Regardless of what the genetic and environmental causes are, they all must somehow impact the developing brain. But researchers are also struggling to understand what autism means for the brain: How are the brains of autistic children different from those of normally developing children? To answer that question, you need access to brain tissue from autistic children, which is understandably (and fortunately) difficult to come by. A study published in March in The New England Journal of Medicine looked at postmortem brain tissue from 11 autistic children and 11 healthy children ranging from two to 15 years old. The researchers examined the detailed cellular architecture of the neocortex, a particularly critical region implicated in autism. While they acknowledged that the study was very small and only exploratory, the team reported “patches of disorganization” in the neocortex, together with indications of mis-expressed genes and improper cell types. These results suggest that brain development in at least some autistic children goes awry very early, most likely before birth.
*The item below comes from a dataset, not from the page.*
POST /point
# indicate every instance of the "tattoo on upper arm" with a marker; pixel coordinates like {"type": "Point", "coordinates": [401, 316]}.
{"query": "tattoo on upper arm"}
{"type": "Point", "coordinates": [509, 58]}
Autism is a clear example of why solving human disease can be so difficult. There are strong motivations to tackle this disease: It affects children, strong patient advocacy groups are searching for answers, the National Institutes of Health has offered funding, and the problem is intellectually challenging, lying at the intersection of our genes and some of our most characteristically human traits. But the causes of autism are complex, and despite our best efforts we will be struggling to understand it for a long time to come.